An Aussie reporter heading to Tokyo on his first flight since the pandemic hit was terrified after being mistaken for a sex offender at Sydney airport.

News.com.au’s James Matthey’s terrifying Sydney airport scare.
News.com.au’s James Matthey’s terrifying Sydney airport scare.

“Can I see your passport, mate?”

Words you expect to be uttered at an airport, but not ones you want to hear after you’ve already cleared the check-in counter, passport control and had your carry-on baggage given the green light.

It’s even worse when you hear them just metres from the gate where you’re going to wait for the boarding call ahead of your first international flight in 18 months – your first overseas trip since Covid-19 became part of our vocabulary.

No traveller has ever been chased down and asked for their passport at that point in their journey so they could instead be whisked off to an island paradise where their first Hollywood crush is waiting for them holding coconuts and wearing nothing but a sarong. So I sensed bad news was coming.

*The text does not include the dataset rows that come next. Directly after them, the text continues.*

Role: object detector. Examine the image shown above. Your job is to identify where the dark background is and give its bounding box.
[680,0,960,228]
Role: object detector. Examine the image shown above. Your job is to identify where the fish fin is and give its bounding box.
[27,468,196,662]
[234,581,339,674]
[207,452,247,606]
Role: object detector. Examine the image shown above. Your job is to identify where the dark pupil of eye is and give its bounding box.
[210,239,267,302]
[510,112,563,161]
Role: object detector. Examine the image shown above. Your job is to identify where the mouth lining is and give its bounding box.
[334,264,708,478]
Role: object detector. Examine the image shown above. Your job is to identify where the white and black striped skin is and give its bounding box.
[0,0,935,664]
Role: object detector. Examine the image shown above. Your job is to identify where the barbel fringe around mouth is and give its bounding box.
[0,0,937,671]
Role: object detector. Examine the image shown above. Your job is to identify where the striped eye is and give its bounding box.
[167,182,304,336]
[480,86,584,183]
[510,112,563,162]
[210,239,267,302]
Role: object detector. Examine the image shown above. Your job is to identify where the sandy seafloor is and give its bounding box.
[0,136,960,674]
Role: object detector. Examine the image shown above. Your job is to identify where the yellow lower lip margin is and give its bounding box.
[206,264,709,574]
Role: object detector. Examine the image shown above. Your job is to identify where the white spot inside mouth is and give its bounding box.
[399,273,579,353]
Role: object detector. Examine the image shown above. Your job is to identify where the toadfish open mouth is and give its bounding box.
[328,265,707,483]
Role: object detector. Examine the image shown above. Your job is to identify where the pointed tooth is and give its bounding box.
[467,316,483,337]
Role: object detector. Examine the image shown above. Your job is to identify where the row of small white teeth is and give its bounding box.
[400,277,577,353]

Two beefy Australian Border Force officers working at Sydney airport flanked me as they asked the question. They looked at my passport, jumped on the phone, then told me to come with them. Asking what this was all about as I walked nervously back to where I’d just come from, I was simply told: “It’s a Federal Police matter.”

Fantastic.

As a reporter heading to Tokyo for the Olympics, I was carrying 87 pieces of paper in a plastic-sleeve folder – many of them double-sided. Accommodation details, vaccination certificates, insurance letters, flight tickets, press packs, contact lists – they were all there after being checked at least 27 times in the days before my departure.

Despite the lack of fellow passengers on my flight, the check-in process was long and tedious as I pulled pages out of sleeves and showed airport staff emails I’d received just an hour earlier confirming I was Covid-negative. I thought – wrongly – I’d finally reached the point where I could zip my backpack up for good until I strolled on board.

Walking back to God knows where with the Border Force officers, one asked: “You were taking a lot of photos of McDonald’s back there. What was that all about?”

It’s true. Even in a pandemic I thought, ‘If Macca’s is closed, then the world really has gone to s**t’. The airport was basically deserted.

I’d been taking photos on my phone of hauntingly empty corridors – something I’d never experienced at Kingsford-Smith in my decade of international travel. My editors wanted insights into what it was like being one of the lucky few Australians allowed to head overseas – and snaps of an empty airport were as good a place as any to start, I thought.

My voice wavered as I explained this to the men in thick navy uniforms and heavy, black boots, all the while trying to sound like an innocent man. Because you’d never arrest someone if their small talk was on point, right?

The Macca's snap that prompted questioning from the AFP.
The Macca's snap that prompted questioning from the AFP.

Now all I could think was: “A photo of a closed McDonald’s is going to cost me a trip to the Olympics, and put me on a no-fly list for a while too. Why the hell did I choose this moment to start my amateur photography career?” And just as confronting, how was I going to explain this to the bosses?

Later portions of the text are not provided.